🤖 AI Summary
This study addresses the lack of language-agnostic models for assessing information reliability in multilingual Wikipedia. We propose the first cross-lingual source credibility quantification framework. Methodologically, we introduce “domain permanence”—the temporal stability of edits within a topic domain—as a novel, linguistically invariant predictive feature. Integrated with edit-behavior feature engineering, multilingual domain usage modeling, and transfer learning, our approach enables unified modeling and adaptation across high-, medium-, and low-resource languages. Experiments show that the model achieves macro-F1 scores of 0.80 on high-resource languages and 0.65 on medium-resource ones.
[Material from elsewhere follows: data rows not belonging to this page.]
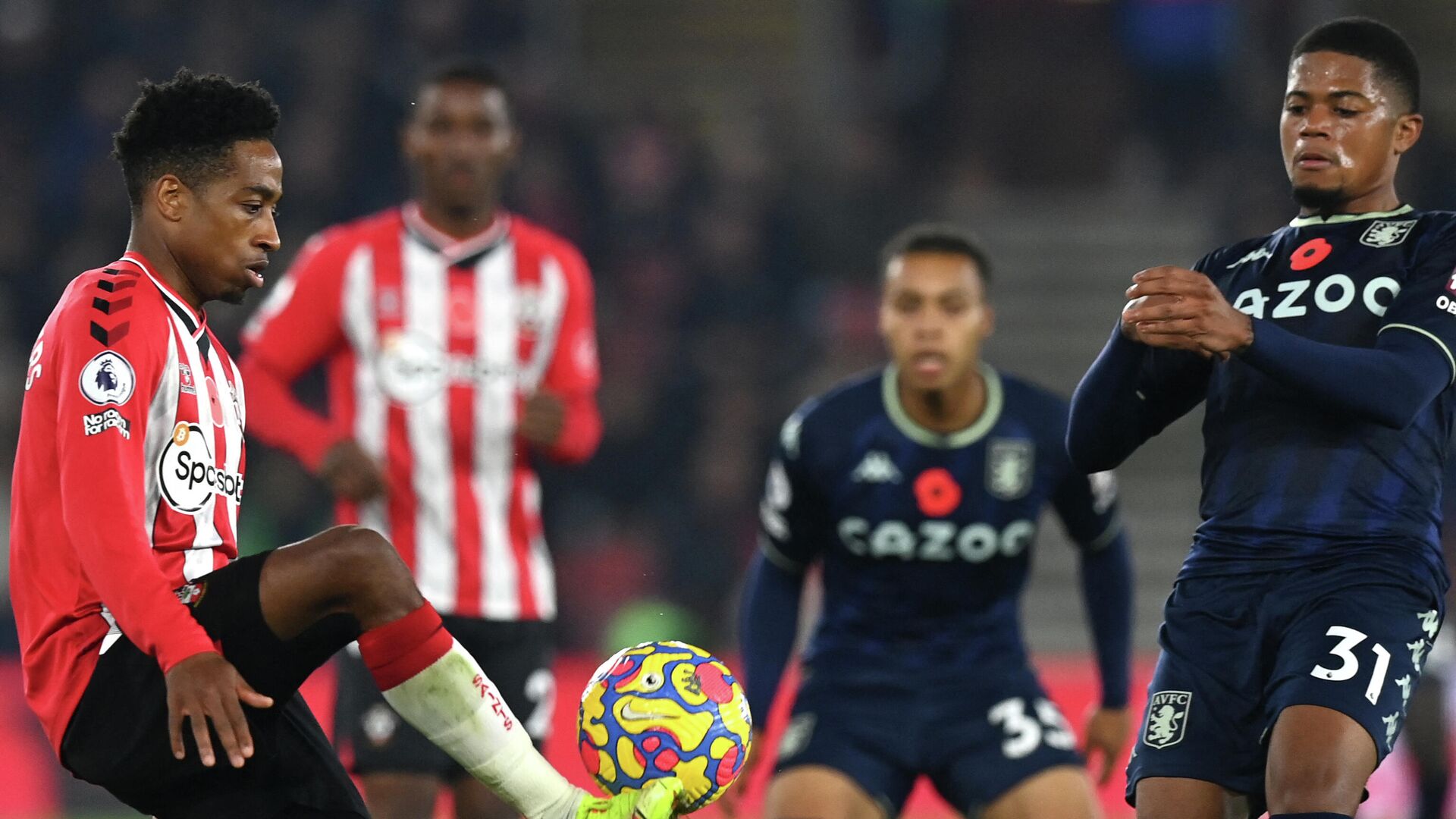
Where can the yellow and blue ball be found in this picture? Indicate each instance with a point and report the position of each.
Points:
(664, 710)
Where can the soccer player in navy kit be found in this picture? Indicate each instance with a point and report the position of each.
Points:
(919, 487)
(1302, 615)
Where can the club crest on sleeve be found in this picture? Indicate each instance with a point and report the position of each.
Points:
(1383, 234)
(108, 379)
(1009, 466)
(1166, 717)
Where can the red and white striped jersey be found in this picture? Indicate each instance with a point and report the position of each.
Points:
(430, 347)
(127, 482)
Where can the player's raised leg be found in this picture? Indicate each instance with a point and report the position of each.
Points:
(1177, 798)
(425, 675)
(1320, 761)
(819, 792)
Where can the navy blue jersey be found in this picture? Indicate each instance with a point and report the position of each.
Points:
(1285, 482)
(925, 538)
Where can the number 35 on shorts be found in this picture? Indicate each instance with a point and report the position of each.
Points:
(1027, 732)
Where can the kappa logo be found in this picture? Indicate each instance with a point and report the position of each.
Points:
(877, 468)
(1253, 257)
(108, 379)
(1009, 466)
(1166, 717)
(1386, 234)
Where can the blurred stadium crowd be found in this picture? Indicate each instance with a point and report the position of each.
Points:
(730, 172)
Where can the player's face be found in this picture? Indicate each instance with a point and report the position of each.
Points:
(223, 235)
(934, 316)
(1343, 133)
(459, 143)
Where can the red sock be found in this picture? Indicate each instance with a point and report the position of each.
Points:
(398, 651)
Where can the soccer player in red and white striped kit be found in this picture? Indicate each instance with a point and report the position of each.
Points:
(136, 617)
(457, 343)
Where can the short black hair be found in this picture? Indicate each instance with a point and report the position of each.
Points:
(188, 126)
(937, 238)
(462, 71)
(1376, 44)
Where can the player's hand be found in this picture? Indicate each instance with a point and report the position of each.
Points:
(351, 472)
(542, 419)
(1106, 735)
(658, 799)
(207, 689)
(1197, 312)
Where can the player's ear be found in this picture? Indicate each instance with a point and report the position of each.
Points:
(171, 197)
(1407, 130)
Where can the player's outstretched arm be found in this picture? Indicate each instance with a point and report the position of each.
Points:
(770, 614)
(1389, 384)
(1128, 395)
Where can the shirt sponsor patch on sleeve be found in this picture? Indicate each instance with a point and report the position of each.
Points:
(107, 420)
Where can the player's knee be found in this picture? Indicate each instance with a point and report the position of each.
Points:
(1316, 787)
(360, 557)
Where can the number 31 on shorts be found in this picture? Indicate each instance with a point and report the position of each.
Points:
(1350, 664)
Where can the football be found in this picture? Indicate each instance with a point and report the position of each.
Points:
(664, 708)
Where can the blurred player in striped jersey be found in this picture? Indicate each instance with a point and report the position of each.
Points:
(459, 343)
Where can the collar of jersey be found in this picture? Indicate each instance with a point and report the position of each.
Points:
(1340, 218)
(196, 319)
(447, 245)
(890, 390)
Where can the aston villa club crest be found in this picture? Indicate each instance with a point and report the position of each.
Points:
(1009, 465)
(191, 594)
(1166, 717)
(1383, 234)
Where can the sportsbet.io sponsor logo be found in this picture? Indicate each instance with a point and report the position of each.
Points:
(188, 474)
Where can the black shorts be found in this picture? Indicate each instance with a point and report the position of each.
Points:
(118, 735)
(516, 656)
(1238, 651)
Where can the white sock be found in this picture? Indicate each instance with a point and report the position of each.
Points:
(459, 710)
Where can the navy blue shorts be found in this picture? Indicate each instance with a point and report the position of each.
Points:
(1238, 651)
(974, 741)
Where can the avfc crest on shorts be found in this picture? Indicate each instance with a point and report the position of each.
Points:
(1383, 234)
(1166, 717)
(1009, 465)
(191, 594)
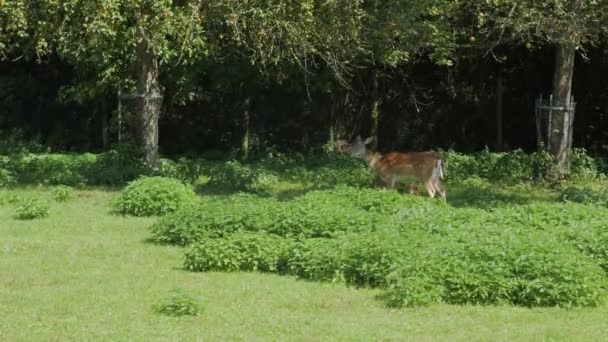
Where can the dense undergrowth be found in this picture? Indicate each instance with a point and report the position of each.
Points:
(487, 246)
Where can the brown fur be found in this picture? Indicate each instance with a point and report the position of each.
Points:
(411, 167)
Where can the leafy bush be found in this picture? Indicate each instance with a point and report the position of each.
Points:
(237, 252)
(313, 215)
(236, 176)
(507, 167)
(14, 142)
(584, 167)
(184, 169)
(153, 196)
(498, 266)
(62, 193)
(591, 239)
(6, 178)
(31, 208)
(210, 219)
(115, 167)
(585, 195)
(178, 304)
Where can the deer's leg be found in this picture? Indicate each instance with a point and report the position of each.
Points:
(438, 186)
(392, 183)
(429, 188)
(413, 189)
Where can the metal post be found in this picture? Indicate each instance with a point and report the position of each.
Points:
(549, 122)
(119, 114)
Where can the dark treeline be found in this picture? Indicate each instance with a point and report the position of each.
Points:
(304, 74)
(421, 105)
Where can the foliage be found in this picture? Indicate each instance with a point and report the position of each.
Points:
(62, 193)
(31, 208)
(178, 304)
(420, 252)
(237, 176)
(114, 167)
(148, 196)
(516, 166)
(6, 178)
(315, 215)
(237, 252)
(585, 195)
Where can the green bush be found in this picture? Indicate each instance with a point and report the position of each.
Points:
(210, 219)
(115, 167)
(6, 178)
(495, 266)
(242, 251)
(314, 215)
(62, 193)
(591, 239)
(178, 304)
(584, 167)
(184, 169)
(356, 259)
(237, 176)
(31, 208)
(506, 167)
(148, 196)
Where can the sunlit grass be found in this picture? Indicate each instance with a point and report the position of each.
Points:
(84, 274)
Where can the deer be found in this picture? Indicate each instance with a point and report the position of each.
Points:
(397, 167)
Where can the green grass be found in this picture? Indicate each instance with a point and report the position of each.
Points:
(84, 274)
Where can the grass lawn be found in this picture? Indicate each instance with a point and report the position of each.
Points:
(84, 274)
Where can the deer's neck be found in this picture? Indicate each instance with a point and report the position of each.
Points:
(371, 158)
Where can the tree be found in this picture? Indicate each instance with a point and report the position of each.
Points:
(566, 25)
(395, 32)
(137, 42)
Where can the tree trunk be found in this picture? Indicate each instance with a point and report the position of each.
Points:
(149, 105)
(561, 121)
(499, 111)
(105, 126)
(245, 122)
(374, 108)
(331, 134)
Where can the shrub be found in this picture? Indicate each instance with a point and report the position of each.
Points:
(584, 167)
(6, 178)
(507, 167)
(186, 170)
(584, 195)
(178, 304)
(236, 176)
(500, 265)
(31, 208)
(242, 251)
(153, 196)
(314, 216)
(116, 167)
(380, 201)
(211, 219)
(357, 259)
(590, 239)
(62, 193)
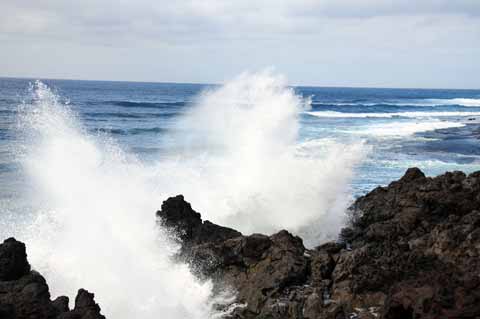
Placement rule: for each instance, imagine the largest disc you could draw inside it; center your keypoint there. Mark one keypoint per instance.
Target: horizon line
(204, 83)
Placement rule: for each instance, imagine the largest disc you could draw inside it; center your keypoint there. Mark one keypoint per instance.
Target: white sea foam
(95, 225)
(402, 129)
(245, 170)
(334, 114)
(468, 102)
(237, 161)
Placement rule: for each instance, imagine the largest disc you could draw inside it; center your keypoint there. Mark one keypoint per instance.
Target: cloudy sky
(383, 43)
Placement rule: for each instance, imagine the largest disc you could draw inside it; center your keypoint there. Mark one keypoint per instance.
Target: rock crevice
(411, 251)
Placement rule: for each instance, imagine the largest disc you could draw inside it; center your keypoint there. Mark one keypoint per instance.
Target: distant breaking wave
(156, 105)
(335, 114)
(133, 131)
(467, 102)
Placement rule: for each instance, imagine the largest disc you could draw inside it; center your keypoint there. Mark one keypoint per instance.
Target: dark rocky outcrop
(411, 251)
(24, 292)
Crucially, the permanence feature demonstrates strong cross-lingual and cross-topic generalizability—particularly on contentious subjects such as climate change and COVID-19. Our framework provides a transferable, interpretable foundational tool for misinformation governance and multilingual knowledge credibility assessment.
📝 Abstract
Over the last few years, content verification through reliable sources has become a fundamental need to combat disinformation. Here, we present a language-agnostic model designed to assess the reliability of sources across multiple language editions of Wikipedia. Utilizing editorial activity data, the model evaluates source reliability within different articles of varying controversiality such as Climate Change, COVID-19, History, Media, and Biology topics. Crafting features that express domain usage across articles, the model effectively predicts source reliability, achieving an F1 Macro score of approximately 0.80 for English and other high-resource languages. For mid-resource languages, we achieve 0.65 while the performance of low-resource languages varies; in all cases, the time the domain remains present in the articles (which we dub as permanence) is one of the most predictive features. We highlight the challenge of maintaining consistent model performance across languages of varying resource levels and demonstrate that adapting models from higher-resource languages can improve performance. This work contributes not only to Wikipedia's efforts in ensuring content verifiability but in ensuring reliability across diverse user-generated content in various language communities.